Surgery is not a magic fix; however, in a 2020 study published in JAMA, researchers compared two groups of people with OSA. One group chose to have surgery, and the other continued with ongoing medical management of OSA, including weight loss, alcohol reduction, sleep posture modification, and medical management of nasal obstruction, as well as assistance with using CPAP or mandibular advancement device therapies if participants were willing.

Mandibular advancement therapies work by increasing the individual's airway diameter, per a 2018 article in the Journal of Thoracic Disease.

The results of this study showed that at six months following initial interventions (surgery or other medical interventions), 26% of the surgery group had resolution of OSA compared to 8% of the ongoing medical management intervention group.

Surgery Success

Before going under the knife for any elective surgery, it's always a good idea to hear about other people's experiences. For example, when Jim Latza was diagnosed with sleep apnea in his early 30s, his ear, nose, and throat doctor suggested surgery. "He told me I had a classic case in which my soft palate was too large and was sagging down to cover my airways," said Latza.

Hoping for relief from the sleep apnea, Latza got the works: soft palate cut back, tonsils and uvula removed, and a deviated septum repaired.
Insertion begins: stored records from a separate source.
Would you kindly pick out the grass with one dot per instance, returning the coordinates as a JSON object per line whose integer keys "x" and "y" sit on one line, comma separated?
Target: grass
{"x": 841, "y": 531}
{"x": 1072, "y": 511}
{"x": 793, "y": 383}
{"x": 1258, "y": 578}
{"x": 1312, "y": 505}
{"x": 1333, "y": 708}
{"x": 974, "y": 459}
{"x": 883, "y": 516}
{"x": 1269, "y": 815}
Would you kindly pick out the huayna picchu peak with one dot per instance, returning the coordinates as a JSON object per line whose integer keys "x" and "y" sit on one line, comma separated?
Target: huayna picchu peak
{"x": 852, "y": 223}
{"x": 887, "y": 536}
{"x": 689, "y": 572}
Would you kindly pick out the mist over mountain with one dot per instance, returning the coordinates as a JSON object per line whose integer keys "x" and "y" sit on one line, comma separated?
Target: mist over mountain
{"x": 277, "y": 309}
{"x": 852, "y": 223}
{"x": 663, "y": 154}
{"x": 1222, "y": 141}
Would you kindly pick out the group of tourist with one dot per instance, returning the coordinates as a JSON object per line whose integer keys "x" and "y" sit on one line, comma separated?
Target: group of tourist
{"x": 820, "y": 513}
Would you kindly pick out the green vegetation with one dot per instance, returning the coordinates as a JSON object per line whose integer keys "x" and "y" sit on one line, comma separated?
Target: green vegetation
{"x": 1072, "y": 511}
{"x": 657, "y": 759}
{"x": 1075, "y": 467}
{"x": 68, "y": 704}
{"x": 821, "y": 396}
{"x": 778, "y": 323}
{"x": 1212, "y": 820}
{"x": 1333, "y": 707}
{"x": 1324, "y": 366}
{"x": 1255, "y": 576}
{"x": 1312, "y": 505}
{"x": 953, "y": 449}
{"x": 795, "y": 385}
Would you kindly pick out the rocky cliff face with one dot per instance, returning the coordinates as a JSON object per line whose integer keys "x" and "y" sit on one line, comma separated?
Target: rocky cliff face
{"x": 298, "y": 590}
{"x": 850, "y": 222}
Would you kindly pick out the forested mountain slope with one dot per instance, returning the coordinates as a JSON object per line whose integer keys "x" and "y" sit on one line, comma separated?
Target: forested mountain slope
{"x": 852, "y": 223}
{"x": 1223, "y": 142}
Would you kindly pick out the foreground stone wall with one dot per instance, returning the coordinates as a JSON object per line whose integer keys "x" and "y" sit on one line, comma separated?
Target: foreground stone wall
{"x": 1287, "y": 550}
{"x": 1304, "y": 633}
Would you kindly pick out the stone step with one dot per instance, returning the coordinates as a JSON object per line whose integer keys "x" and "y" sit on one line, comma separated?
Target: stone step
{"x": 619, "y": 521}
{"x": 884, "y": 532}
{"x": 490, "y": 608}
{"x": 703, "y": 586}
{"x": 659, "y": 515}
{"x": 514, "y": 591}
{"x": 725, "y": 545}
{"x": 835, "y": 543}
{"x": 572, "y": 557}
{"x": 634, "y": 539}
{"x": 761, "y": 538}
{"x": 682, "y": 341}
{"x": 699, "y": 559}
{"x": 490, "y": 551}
The surgery was intense, with a long recovery. "When they take your uvula, they warn you that you're going to choke for a while because the throat has to learn to close on its own," recounted Latza.

Despite the initial challenges, Latza noticed an immediate improvement in his sleep. "I couldn't believe how well I slept right after the surgery, even with the pain and the stitches. The doctor told me that was normal and that he'd had people sleep for three days straight after the operation because they'd been so deprived for so long."
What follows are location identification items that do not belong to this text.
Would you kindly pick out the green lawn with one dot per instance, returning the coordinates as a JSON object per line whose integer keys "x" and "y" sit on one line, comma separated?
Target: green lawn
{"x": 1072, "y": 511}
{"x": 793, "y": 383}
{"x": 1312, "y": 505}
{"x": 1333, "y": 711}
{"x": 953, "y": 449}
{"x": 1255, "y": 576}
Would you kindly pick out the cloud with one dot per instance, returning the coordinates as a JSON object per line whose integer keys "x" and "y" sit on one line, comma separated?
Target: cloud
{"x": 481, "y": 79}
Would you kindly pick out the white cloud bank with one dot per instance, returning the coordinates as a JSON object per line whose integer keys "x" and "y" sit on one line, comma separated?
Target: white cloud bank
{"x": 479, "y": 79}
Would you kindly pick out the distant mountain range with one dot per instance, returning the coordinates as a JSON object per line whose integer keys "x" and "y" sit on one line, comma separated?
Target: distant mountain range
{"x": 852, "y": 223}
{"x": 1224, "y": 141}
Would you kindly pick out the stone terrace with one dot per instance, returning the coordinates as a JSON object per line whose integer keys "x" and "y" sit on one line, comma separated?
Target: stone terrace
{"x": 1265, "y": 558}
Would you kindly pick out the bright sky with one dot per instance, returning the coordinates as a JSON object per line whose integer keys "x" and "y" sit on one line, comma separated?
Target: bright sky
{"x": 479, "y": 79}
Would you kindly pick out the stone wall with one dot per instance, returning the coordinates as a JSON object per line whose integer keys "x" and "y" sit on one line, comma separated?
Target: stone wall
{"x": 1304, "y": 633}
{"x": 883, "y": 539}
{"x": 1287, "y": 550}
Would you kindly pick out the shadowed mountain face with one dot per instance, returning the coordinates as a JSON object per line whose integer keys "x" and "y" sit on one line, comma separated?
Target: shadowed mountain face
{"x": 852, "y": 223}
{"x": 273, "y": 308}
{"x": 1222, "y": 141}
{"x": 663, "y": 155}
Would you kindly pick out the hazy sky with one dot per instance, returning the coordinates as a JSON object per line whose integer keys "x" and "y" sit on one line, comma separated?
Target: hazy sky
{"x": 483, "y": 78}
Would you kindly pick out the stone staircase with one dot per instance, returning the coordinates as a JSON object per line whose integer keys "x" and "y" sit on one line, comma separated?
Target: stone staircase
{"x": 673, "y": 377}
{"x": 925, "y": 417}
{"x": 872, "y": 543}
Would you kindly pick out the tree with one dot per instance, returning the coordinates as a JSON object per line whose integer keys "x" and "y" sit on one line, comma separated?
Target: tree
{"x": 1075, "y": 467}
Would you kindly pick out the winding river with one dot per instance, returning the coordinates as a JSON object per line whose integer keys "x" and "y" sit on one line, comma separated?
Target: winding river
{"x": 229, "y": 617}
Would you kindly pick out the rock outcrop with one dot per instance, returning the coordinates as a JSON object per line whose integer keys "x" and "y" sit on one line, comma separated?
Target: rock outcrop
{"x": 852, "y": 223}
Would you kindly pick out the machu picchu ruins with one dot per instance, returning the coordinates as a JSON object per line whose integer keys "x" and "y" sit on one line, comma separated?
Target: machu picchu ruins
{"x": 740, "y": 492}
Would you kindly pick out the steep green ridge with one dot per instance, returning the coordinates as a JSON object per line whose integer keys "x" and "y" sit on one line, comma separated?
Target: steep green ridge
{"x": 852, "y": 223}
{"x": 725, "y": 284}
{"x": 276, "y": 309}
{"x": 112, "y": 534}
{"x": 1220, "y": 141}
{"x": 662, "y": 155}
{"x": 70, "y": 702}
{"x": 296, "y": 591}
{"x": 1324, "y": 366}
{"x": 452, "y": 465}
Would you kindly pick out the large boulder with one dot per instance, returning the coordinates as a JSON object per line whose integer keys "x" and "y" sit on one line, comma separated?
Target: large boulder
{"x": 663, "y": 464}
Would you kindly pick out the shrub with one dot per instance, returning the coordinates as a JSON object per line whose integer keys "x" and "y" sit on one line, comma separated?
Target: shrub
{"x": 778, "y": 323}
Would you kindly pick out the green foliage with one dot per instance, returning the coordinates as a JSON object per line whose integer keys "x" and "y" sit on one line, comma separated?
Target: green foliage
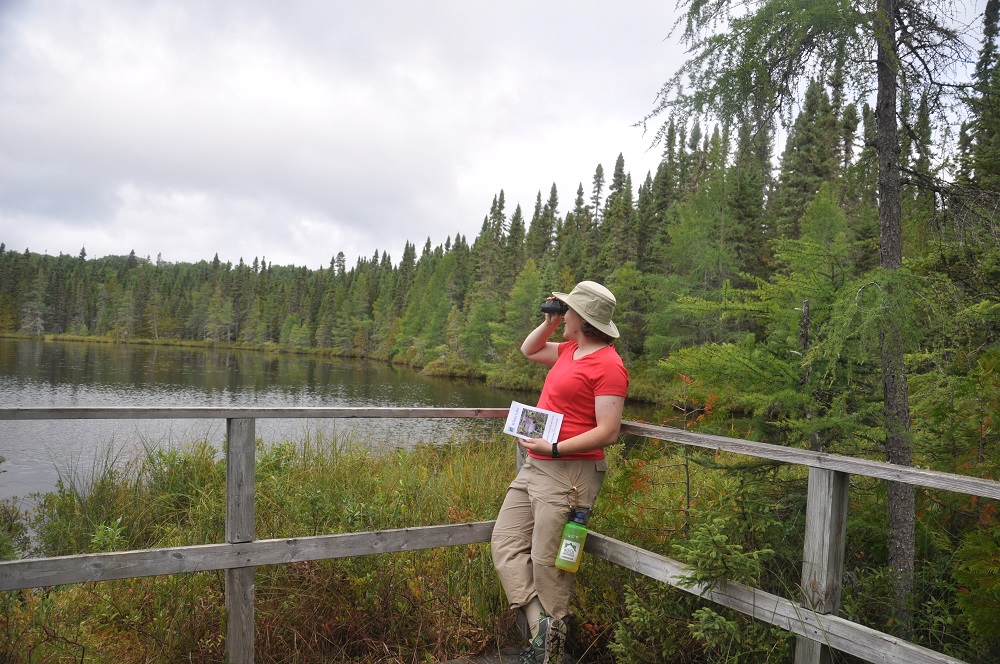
{"x": 978, "y": 573}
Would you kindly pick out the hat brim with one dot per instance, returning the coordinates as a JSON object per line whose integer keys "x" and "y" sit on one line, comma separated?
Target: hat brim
{"x": 608, "y": 328}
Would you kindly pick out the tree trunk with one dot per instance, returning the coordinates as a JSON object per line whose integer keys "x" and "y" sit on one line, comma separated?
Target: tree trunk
{"x": 897, "y": 412}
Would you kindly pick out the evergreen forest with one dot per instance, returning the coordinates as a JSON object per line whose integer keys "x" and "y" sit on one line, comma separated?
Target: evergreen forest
{"x": 757, "y": 295}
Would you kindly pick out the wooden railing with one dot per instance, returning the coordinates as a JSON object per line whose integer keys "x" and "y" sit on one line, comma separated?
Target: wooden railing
{"x": 811, "y": 618}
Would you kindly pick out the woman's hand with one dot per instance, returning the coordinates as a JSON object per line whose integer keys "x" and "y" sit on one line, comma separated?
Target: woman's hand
{"x": 538, "y": 446}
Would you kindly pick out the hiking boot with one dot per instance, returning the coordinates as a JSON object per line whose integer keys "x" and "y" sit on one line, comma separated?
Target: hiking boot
{"x": 534, "y": 652}
{"x": 555, "y": 642}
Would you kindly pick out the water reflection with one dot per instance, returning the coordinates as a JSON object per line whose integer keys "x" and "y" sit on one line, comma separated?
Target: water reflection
{"x": 48, "y": 374}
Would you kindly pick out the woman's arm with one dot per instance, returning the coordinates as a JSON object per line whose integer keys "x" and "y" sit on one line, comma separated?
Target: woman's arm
{"x": 537, "y": 347}
{"x": 608, "y": 410}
Several months following surgery, Latza's snoring returned, but not to the extent that it was. Thanks to the earlier operation, Latza's apnea was mild enough to keep it under control with lifestyle habits, such as weight loss and sleeping on his side.

Surgery Failure

When David Yu was in his 40s, he struggled with a CPAP machine for a year and a half, unable to wear a mask comfortably through the night. When his blood pressure spiked to unhealthy levels, exacerbated by the sleep apnea, he decided to take the next step and have sleep apnea surgery to correct it.
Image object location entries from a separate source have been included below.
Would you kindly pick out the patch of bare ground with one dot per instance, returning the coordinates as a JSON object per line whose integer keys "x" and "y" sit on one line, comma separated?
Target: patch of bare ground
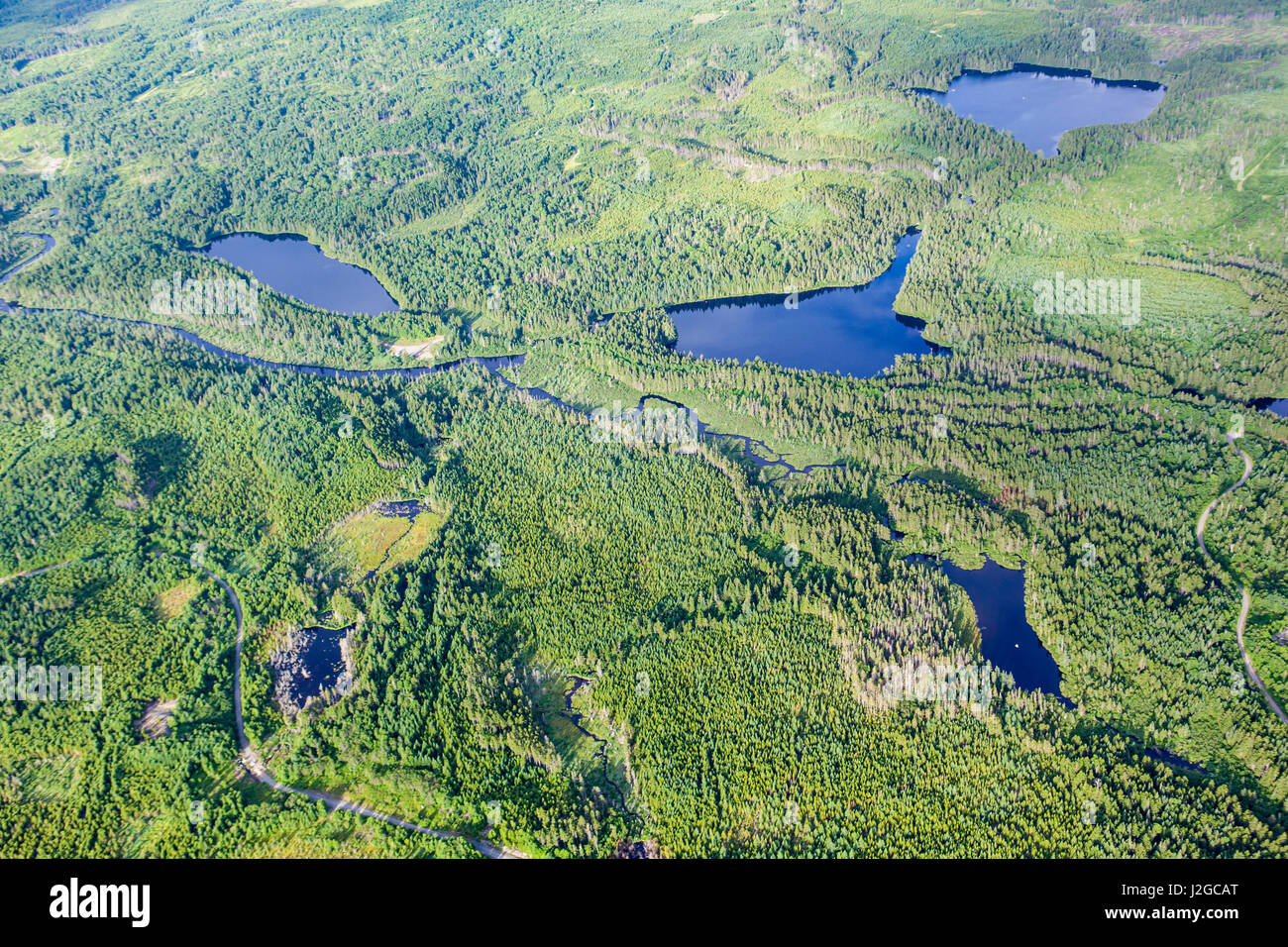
{"x": 156, "y": 718}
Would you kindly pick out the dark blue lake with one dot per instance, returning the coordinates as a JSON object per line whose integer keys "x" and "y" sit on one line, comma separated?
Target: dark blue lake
{"x": 294, "y": 266}
{"x": 1008, "y": 639}
{"x": 854, "y": 331}
{"x": 1037, "y": 106}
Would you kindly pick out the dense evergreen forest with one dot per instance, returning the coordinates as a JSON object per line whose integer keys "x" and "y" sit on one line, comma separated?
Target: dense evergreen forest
{"x": 546, "y": 178}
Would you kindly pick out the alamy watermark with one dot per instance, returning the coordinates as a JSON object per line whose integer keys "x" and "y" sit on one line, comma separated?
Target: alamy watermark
{"x": 206, "y": 296}
{"x": 664, "y": 427}
{"x": 40, "y": 684}
{"x": 1113, "y": 296}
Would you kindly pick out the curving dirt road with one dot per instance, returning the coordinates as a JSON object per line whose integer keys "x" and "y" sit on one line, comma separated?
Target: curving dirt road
{"x": 1247, "y": 599}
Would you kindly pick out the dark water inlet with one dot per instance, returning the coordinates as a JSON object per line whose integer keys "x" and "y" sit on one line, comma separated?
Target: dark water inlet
{"x": 1038, "y": 103}
{"x": 1008, "y": 641}
{"x": 850, "y": 330}
{"x": 290, "y": 264}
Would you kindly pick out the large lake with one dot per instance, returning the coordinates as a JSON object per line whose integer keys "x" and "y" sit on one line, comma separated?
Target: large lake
{"x": 294, "y": 266}
{"x": 1038, "y": 105}
{"x": 848, "y": 330}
An ear, nose, and throat surgeon tightened Yu's upper palate and removed scar tissue left behind from a childhood tonsillectomy. The operation left him barely able to swallow for two full weeks. "It was so painful to drink that I was rinsing with Lanacane just to try and get water down," said Yu. "I couldn't even swallow my own spit. It was the most painful 14 days I've ever been through."

Yu lost a significant amount of weight in those two weeks, something he thought would improve his sleep apnea even more. Studies show that weight loss can improve OSA, including a 10-year study published in 2021 in the American Journal of Respiratory and Critical Care Medicine.

But just five months later, his wife noticed his snoring again. "Slowly, the signs of apnea started coming back," said Yu. "Waking up in the middle of the night, going more frequently to the bathroom, not feeling rested, blackness under the eyes—all signs of not getting enough sleep."

Yu stated that if he had to do it over again, he wouldn't have gotten the surgery. He mentions a couple of coworkers who are also considering sleep apnea surgery. "I tell them, unless there's another reason to have their palate excised, don't do it."

A Quick Review

If you struggle with sleep apnea, it's important to try to correct it since it can cause other serious medical issues. Work with your healthcare team to make necessary lifestyle changes that may be exacerbating your condition. Explore your treatment options and choose what you feel is best for you.